Шульц снова просыпал кое-как свою фразу.
- Все! все! - тихо и снисходительно повторил художник. - Да вы хоть вот
это б прочитали, - продолжал он, глядя в раскрытую страницу на "Моцарте и
Сальери", - что если б все так чувствовали, тогда б не мог
И мир существовать; никто б не стал
Заботиться о нуждах низкой жизни,
Все б предались свободному искусству!
Нас мало, избранных счастливцев праздных,
Пренебрегающих презренной пользой,
Единого прекрасного жрецов.
Не правда ль? Но я нынче нездоров:
Мне что-то тяжело; пойду засну.
Прощайте.
- И прощайте, и это тут написано? - спросил Шульц.

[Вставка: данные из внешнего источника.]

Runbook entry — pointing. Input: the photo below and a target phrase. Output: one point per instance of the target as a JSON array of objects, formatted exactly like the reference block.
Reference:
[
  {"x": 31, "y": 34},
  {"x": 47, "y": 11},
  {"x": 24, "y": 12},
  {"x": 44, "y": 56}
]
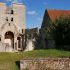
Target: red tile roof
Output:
[{"x": 53, "y": 14}]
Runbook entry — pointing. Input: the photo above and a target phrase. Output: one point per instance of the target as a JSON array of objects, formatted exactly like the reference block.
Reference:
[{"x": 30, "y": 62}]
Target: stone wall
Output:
[{"x": 45, "y": 64}]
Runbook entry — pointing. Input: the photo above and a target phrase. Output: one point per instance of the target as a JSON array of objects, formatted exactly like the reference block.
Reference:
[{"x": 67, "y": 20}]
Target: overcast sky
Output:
[{"x": 35, "y": 9}]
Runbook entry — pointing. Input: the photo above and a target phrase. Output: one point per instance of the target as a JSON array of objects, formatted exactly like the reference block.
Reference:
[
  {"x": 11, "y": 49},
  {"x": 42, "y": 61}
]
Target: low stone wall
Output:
[{"x": 45, "y": 64}]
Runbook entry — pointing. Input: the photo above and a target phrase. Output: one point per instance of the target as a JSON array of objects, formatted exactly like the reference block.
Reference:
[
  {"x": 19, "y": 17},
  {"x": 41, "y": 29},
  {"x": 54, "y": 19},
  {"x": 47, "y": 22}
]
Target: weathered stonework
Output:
[
  {"x": 12, "y": 24},
  {"x": 45, "y": 64}
]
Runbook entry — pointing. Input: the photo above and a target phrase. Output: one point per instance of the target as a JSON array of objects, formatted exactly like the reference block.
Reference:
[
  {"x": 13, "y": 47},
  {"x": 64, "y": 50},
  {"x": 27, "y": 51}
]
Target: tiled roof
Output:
[{"x": 53, "y": 14}]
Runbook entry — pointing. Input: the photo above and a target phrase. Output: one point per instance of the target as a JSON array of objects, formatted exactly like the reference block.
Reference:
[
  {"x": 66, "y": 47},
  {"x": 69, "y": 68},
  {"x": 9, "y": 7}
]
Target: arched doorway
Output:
[{"x": 9, "y": 38}]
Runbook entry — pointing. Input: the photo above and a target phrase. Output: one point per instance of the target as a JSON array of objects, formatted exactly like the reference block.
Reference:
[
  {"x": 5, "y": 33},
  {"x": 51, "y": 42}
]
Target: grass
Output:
[{"x": 8, "y": 60}]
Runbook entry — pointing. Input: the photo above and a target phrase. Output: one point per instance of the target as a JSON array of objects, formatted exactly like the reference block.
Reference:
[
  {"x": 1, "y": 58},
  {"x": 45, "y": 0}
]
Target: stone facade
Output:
[
  {"x": 12, "y": 25},
  {"x": 45, "y": 64}
]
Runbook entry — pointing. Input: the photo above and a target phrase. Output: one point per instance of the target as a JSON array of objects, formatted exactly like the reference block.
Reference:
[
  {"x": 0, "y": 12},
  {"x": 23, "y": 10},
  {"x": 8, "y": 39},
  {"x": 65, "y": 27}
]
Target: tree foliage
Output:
[{"x": 61, "y": 32}]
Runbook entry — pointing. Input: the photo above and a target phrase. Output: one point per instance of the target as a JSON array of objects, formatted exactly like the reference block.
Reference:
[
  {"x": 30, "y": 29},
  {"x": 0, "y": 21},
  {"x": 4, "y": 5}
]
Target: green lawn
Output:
[{"x": 8, "y": 60}]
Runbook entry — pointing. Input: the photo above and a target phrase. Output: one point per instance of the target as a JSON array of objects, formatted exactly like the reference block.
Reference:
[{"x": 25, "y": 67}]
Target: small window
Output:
[
  {"x": 9, "y": 24},
  {"x": 12, "y": 12},
  {"x": 6, "y": 18},
  {"x": 0, "y": 38},
  {"x": 22, "y": 30},
  {"x": 11, "y": 19}
]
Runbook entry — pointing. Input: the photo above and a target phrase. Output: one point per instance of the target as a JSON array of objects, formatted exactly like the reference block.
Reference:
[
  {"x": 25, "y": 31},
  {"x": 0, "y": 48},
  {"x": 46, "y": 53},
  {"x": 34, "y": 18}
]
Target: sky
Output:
[{"x": 35, "y": 9}]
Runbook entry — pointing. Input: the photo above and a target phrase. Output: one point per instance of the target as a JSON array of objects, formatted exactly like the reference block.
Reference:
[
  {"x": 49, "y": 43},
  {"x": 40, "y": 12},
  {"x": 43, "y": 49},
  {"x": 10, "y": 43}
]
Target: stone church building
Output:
[{"x": 12, "y": 26}]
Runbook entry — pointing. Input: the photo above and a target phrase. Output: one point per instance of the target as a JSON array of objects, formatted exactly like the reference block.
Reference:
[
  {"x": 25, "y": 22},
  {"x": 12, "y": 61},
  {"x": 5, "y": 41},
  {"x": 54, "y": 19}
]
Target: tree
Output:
[{"x": 61, "y": 32}]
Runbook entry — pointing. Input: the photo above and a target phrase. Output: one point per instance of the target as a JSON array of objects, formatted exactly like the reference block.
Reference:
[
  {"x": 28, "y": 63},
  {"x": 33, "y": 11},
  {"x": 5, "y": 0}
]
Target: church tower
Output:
[{"x": 12, "y": 25}]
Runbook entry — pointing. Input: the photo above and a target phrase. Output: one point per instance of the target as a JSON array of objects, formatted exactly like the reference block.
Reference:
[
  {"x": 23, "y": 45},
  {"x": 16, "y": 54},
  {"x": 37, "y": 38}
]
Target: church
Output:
[
  {"x": 12, "y": 27},
  {"x": 50, "y": 16}
]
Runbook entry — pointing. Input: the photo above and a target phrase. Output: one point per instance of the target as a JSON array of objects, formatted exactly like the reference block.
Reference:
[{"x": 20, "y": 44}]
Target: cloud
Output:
[{"x": 32, "y": 12}]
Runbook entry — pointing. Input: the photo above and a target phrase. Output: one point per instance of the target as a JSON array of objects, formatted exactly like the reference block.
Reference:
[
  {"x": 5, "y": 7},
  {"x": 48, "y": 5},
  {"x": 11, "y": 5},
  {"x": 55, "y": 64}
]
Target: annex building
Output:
[{"x": 12, "y": 26}]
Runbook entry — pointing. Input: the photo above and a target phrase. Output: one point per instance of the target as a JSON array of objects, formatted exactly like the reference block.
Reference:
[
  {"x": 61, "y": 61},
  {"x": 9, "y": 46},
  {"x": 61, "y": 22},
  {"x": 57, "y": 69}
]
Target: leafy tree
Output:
[{"x": 61, "y": 32}]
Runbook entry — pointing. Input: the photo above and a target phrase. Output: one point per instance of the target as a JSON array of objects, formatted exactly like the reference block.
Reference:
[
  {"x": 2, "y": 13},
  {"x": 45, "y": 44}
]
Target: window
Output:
[
  {"x": 11, "y": 19},
  {"x": 9, "y": 24},
  {"x": 12, "y": 12},
  {"x": 0, "y": 38},
  {"x": 6, "y": 18},
  {"x": 22, "y": 30}
]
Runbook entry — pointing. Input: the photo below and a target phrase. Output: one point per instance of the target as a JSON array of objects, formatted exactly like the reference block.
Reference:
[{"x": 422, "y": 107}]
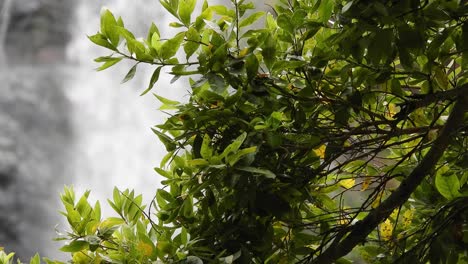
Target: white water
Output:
[{"x": 114, "y": 143}]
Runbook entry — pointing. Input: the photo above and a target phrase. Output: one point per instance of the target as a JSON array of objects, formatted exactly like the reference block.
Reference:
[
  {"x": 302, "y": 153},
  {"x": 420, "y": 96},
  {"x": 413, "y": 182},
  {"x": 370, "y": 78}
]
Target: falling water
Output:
[
  {"x": 68, "y": 124},
  {"x": 114, "y": 143},
  {"x": 4, "y": 21}
]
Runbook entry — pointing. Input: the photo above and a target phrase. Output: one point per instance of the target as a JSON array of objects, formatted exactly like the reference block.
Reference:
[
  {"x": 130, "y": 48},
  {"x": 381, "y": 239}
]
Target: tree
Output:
[{"x": 335, "y": 132}]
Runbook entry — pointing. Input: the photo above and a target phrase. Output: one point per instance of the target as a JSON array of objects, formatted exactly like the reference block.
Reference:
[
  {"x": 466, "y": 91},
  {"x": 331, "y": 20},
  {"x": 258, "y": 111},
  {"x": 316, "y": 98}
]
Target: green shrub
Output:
[{"x": 336, "y": 131}]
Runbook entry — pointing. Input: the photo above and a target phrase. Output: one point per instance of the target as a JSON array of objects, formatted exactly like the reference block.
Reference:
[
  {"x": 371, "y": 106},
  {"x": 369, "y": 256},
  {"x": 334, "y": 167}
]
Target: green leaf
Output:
[
  {"x": 198, "y": 162},
  {"x": 448, "y": 186},
  {"x": 264, "y": 172},
  {"x": 108, "y": 23},
  {"x": 75, "y": 246},
  {"x": 192, "y": 43},
  {"x": 170, "y": 47},
  {"x": 206, "y": 151},
  {"x": 108, "y": 64},
  {"x": 165, "y": 195},
  {"x": 234, "y": 146},
  {"x": 166, "y": 101},
  {"x": 284, "y": 65},
  {"x": 269, "y": 51},
  {"x": 36, "y": 259},
  {"x": 234, "y": 158},
  {"x": 186, "y": 8},
  {"x": 251, "y": 19},
  {"x": 130, "y": 74},
  {"x": 251, "y": 66},
  {"x": 380, "y": 46},
  {"x": 154, "y": 79},
  {"x": 325, "y": 10},
  {"x": 167, "y": 141},
  {"x": 284, "y": 22},
  {"x": 153, "y": 29},
  {"x": 187, "y": 207},
  {"x": 100, "y": 40}
]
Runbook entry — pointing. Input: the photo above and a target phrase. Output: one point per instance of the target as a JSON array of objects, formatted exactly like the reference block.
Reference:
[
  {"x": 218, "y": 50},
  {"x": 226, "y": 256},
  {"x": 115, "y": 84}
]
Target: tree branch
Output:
[
  {"x": 427, "y": 99},
  {"x": 362, "y": 229}
]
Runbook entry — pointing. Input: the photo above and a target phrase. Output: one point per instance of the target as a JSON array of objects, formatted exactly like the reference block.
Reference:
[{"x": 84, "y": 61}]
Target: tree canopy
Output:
[{"x": 318, "y": 132}]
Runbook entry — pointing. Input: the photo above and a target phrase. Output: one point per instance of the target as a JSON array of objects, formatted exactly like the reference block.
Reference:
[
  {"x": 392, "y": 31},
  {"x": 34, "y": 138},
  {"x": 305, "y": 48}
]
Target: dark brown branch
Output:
[
  {"x": 427, "y": 99},
  {"x": 362, "y": 229}
]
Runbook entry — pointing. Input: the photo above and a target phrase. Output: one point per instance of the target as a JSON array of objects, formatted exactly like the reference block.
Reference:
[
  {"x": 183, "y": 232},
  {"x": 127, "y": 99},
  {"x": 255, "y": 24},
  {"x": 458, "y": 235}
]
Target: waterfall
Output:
[
  {"x": 4, "y": 21},
  {"x": 114, "y": 143}
]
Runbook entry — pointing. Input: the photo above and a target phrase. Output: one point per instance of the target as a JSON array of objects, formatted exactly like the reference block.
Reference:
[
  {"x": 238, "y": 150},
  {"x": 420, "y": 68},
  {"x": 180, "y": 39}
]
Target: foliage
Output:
[{"x": 334, "y": 127}]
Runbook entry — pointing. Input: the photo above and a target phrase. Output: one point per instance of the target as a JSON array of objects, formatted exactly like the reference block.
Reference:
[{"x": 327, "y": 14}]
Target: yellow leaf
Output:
[
  {"x": 394, "y": 214},
  {"x": 145, "y": 248},
  {"x": 365, "y": 184},
  {"x": 408, "y": 217},
  {"x": 391, "y": 110},
  {"x": 348, "y": 183},
  {"x": 320, "y": 152},
  {"x": 377, "y": 200},
  {"x": 244, "y": 52},
  {"x": 386, "y": 230}
]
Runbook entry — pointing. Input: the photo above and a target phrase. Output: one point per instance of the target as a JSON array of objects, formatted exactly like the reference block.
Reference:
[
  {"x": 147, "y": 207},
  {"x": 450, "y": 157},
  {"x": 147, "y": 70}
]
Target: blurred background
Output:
[{"x": 63, "y": 123}]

- Вот, представьте себе, и это здесь написано, - отвечал Истомин,
пожимая всем руки и торопливо выходя из залы.
Только что мы с ним переступили в темный магазин, как Истомин нервно
вздрогнул, схватил меня за плечо и, тихо вскрикнув: "Кто это?" - вдруг
остановился. От серого пятна, которым обозначалось окно, медленно отделилась
и, сделав несколько шагов, стала миниатюрная фигура.
- Марья Ивановна! это вы? - спросил Истомин.
Фигура ничего не ответила, но тронулась тихо вдоль стены к двери, как
китайская тень. Это была Маша. Истомин взял ее за руку и крепко поцеловал в
ладонь.
Когда я пожал руку Мани, рука эта была холодна как лед, и в тихом
"прощайте", которое выронила мне Маня, было что-то болезненное, как далекий
крик подстреленной птицы.
Долго я проворочался, придя домой, на моей постели и не мог уснуть до
света. Все смущал меня этот холод и трепет, этот слабый звук этого слабого
прощайте и тысячу раз хотелось мне встать и спросить Истомина, зачем он,
прощаясь, поцеловал Манину руку, и поцеловал ее как-то странно - в ладонь.